Every year GitHub publishes a “State of the Octoverse” report to share insights on the state of open source software and developer ecosystem at large. Every year for the last two years, I’ve written a post to share my own personal thoughts, takeaways, and analysis of the report’s findings.

When I wrote about the 2020 edition, GitHub reported having 56 million developers at the time and projected reaching the 100 million milestone by 2025. Back then, I wrote about where these next 50 million developers would come from based on this projection. But just two years later, GitHub reported in this year’s Octoverse report of having 94 million developers on the platform. Looks like the “next 50 million developers” are already here!

Let’s look at some of the revelations from this year’s Octoverse report that I personally find noteworthy and worth pondering about.

(Disclaimer: I have not and do not participate in the research and production of the Octoverse report. The views expressed in this post, and elsewhere on Interconnected, are all personal opinions. They do not represent GitHub, which happens to be my employer at the time of this writing.)

The Rise of India

The most eye-popping revelation and prediction for me is that India had the largest raw number of developer growth over the last year, and if this trend continues, India “will match the current United States GitHub developer population by 2025.”

Source: https://octoverse.github.com/2022/global-tech-talent

Open source, as a software development model, has always been a globally distributed phenomenon. Even though the concept took root among the corridors of MIT in the 1980s, the most widely-adopted open source technology to date, Linux, started in the classrooms of the University of Helsinki in Finland. So any country with either a large and/or reasonably educated population can become a leader in open source; it is not supposed to be a US-centric movement. Even in the very first issue of the Octoverse report, published 10 years ago in 2012, GitHub shared that only 28% of its traffic came from the US.

However, there is one often underappreciated element about India in the worldwide tech ecosystem that is uniquely contributing to its rise: global system integrators (GSIs).

GSIs are huge consulting and IT services companies that resell, implement, and deliver services for technology products. It is the “unsexy” part of the industry that enables massive trends (and jargons) like “digital transformation” or “cloud adoption”. These companies don’t come up with new products per se, but they have massive technical workforces, whose job is to learn how to implement whichever product a client wants into its existing systems. Thus, they are called “system integrators”, or SIs.

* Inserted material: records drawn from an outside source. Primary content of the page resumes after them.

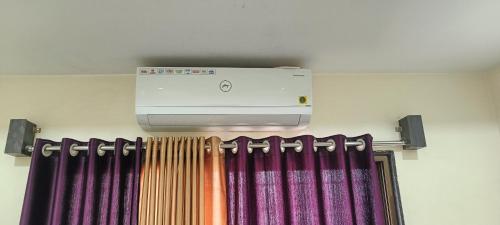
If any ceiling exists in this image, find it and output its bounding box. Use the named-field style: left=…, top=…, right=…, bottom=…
left=0, top=0, right=500, bottom=74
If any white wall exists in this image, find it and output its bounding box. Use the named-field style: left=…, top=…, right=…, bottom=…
left=491, top=69, right=500, bottom=130
left=0, top=74, right=500, bottom=225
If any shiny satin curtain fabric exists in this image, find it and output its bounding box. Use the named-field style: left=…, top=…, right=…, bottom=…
left=20, top=138, right=142, bottom=225
left=139, top=137, right=226, bottom=225
left=225, top=135, right=385, bottom=225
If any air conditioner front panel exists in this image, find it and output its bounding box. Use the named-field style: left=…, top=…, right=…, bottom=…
left=136, top=68, right=312, bottom=107
left=148, top=114, right=300, bottom=127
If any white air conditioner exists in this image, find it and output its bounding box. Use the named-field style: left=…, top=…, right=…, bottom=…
left=135, top=67, right=312, bottom=131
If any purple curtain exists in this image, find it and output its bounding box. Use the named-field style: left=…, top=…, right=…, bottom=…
left=20, top=138, right=142, bottom=225
left=225, top=135, right=385, bottom=225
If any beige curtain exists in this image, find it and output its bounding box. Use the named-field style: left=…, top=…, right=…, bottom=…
left=204, top=137, right=227, bottom=225
left=139, top=137, right=209, bottom=225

There is literally an SI for everything. Want to integrate a CRM into your system for your sales team so they don’t use spreadsheets anymore? There are SIs for that. Want to implement HR or accounting software so your back office operations move away from paper documents? There are SIs for that. Want to lift and shift your on-premises IT infrastructure to a public cloud? There are SIs for that. Because the companies that these SIs typically work with are Global 2000 enterprises, their reach and influence is also global. Thus, G + SIs. And the country that supplies the most technical workforce for the top GSIs is India!

Among the top five GSIs:

  1. Accenture
  2. Infosys
  3. Tata Consultancy Services
  4. HCL Technologies
  5. Cognizant

Three are headquartered in India: Infosys. Tata, HCL. For Accenture, ~250,000 out of its roughly 700,000 employees are in India (about 35%). For Cognizant, ~240,000 out of its roughly 330,000 employees are in India (a whopping 72%). This is, of course, not to say that Indian developers only work at GSIs. The country’s growing domestic tech startup ecosystem and large multinational companies setting up engineering hubs in India both continue to be trends as well. But India’s place among all the GSIs is unique.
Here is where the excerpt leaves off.